Let’s cut to the chase, we don’t prioritize good sleep. Whether it’s because we’ve got a big project at work to finish or we’re just regular night owls, we’re not getting the sleep we need. And getting enough restorative sleep is essential for peak performance and our overall health.

That’s why it’s important to understand how our hormones and sunlight play a part in our sleep. When the sun sets and your day comes to an end, the pineal gland in our brain activates, starting the melatonin production process. This signals to our body that it’s time to sleep. 


Sunlight's Impact on Melatonin: The Importance of Light Exposure

Melatonin, the 'hormone of darkness,' is responsible for signaling to our body that it's time to sleep. The production of melatonin kicks in when the pineal gland in our brain responds to the darkening environment. However, our exposure to light, especially sunlight, during the day plays a significant role in maintaining our natural sleep rhythms.

If you're exposed to bright artificial light at night, it can mess with your melatonin production, making it difficult to fall asleep.
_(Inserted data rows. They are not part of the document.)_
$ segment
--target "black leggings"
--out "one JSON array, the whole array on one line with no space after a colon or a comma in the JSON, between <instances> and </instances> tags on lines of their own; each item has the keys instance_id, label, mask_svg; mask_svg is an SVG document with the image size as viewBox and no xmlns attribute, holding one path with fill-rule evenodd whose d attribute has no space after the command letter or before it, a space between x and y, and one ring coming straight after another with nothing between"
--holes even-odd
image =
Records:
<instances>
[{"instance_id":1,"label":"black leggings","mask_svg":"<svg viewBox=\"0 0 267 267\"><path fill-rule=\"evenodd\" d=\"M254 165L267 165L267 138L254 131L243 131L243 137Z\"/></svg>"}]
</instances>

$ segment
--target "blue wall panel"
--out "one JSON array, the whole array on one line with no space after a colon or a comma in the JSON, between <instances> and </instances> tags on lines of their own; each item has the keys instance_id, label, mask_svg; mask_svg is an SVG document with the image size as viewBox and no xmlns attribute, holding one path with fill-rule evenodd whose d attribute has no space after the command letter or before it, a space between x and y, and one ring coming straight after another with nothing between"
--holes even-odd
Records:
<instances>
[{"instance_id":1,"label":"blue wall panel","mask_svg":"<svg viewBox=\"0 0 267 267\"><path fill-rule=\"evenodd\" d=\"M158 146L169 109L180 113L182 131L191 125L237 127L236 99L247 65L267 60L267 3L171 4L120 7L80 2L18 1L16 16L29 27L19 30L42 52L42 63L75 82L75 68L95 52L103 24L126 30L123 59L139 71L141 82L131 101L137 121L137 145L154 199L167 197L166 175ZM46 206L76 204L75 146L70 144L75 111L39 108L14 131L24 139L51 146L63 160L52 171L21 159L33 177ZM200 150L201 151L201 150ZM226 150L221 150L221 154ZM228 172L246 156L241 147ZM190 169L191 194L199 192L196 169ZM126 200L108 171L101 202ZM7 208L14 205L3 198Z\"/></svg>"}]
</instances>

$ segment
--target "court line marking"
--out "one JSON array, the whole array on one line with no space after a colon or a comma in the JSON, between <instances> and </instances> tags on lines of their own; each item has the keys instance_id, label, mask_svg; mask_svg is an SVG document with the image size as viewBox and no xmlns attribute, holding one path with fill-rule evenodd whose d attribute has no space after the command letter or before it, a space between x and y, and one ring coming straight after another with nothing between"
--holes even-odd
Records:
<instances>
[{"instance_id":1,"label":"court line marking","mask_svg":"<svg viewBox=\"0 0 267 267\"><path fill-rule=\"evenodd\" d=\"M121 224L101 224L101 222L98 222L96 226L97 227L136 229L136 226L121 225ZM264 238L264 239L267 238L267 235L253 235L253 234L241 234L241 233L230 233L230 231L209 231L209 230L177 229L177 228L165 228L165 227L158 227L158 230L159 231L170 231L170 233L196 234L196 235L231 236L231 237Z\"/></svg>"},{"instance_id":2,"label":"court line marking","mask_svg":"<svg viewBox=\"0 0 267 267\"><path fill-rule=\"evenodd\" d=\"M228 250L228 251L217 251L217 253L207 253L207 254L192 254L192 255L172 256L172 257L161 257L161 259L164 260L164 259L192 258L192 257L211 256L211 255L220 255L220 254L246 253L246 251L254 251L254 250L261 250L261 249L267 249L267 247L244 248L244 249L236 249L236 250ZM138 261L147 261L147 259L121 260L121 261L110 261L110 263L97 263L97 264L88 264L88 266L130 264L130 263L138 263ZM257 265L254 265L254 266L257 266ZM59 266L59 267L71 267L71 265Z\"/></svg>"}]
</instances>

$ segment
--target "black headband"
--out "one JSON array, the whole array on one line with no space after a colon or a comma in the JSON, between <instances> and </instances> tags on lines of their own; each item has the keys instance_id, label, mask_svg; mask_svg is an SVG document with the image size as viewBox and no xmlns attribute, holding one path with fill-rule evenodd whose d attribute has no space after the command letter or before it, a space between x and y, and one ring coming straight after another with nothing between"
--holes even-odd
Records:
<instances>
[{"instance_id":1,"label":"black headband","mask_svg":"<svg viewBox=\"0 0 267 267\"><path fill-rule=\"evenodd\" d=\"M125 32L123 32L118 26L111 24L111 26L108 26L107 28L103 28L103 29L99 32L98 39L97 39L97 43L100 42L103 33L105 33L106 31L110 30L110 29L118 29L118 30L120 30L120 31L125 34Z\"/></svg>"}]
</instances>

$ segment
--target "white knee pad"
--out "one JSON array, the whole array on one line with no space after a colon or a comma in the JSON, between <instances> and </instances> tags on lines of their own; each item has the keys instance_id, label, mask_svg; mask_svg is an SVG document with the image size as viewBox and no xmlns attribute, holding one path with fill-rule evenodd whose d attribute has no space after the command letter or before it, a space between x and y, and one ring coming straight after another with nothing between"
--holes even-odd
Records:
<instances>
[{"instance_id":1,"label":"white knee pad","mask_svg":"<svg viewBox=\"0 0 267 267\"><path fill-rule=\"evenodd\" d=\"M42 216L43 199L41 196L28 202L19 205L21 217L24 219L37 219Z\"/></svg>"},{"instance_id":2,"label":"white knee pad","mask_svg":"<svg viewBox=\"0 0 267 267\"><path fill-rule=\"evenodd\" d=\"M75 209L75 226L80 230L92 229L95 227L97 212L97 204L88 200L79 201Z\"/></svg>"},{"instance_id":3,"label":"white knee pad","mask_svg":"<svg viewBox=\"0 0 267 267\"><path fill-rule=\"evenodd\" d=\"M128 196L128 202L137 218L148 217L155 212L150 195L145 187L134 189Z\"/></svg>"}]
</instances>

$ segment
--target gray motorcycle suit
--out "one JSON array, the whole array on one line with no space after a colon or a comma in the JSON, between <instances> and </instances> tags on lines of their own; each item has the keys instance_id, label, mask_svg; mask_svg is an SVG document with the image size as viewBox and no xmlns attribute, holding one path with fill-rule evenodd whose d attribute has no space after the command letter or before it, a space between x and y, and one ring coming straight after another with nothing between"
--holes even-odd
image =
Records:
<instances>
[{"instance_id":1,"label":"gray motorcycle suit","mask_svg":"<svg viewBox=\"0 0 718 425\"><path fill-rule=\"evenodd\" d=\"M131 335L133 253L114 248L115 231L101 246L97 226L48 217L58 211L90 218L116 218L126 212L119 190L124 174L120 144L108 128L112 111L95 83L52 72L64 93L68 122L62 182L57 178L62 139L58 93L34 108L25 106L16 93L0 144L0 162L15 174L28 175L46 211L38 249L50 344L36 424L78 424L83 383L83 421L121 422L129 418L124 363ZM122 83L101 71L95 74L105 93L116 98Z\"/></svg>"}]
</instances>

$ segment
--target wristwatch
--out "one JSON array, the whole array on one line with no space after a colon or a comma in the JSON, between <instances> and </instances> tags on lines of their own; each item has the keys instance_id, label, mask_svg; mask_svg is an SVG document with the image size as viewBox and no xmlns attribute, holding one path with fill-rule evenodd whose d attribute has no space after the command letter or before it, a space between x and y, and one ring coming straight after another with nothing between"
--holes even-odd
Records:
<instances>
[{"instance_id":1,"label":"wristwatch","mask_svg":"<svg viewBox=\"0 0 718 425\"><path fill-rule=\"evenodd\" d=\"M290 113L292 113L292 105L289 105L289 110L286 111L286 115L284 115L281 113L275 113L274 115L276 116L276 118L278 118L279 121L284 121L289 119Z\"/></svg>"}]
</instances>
More importantly, when your circadian rhythm and melatonin production gets thrown off, it sets off a domino effect of imbalance in our body which can lead to a number of health issues. So, finding the right balance and timing of light exposure is crucial for not only a good night's rest, but also an in-tuned circadian rhythm.


The Serotonin Connection: Daytime and Sunlight Contributes to Better Sleep

During the day, serotonin, often known as the 'feel-good hormone,' keeps us awake and alert. Interestingly, serotonin is a precursor to melatonin. When sunlight enters our eyes, it stimulates serotonin production, and as night falls, the "master clock" prompts the conversion of serotonin to melatonin, preparing us for restful sleep.

This highlights the significant impact sunlight has on our sleep and overall well-being. Our eyes, as part of our brain, detect natural light and help synchronize our internal rhythms with the solar day. As the day progresses and sunlight wanes, our bodies naturally prepare for sleep.


Beware of Color-Changing Lights: Not Ideal for Restful Sleep

Now, let's talk about those trendy color-changing lights that have become popular in recent years. Most color-changing lights are used to create an entertaining atmosphere in your home or even help to boost your mood, however, they lack the precision needed to mimic the spectral composition and intensity of sunlight throughout the day.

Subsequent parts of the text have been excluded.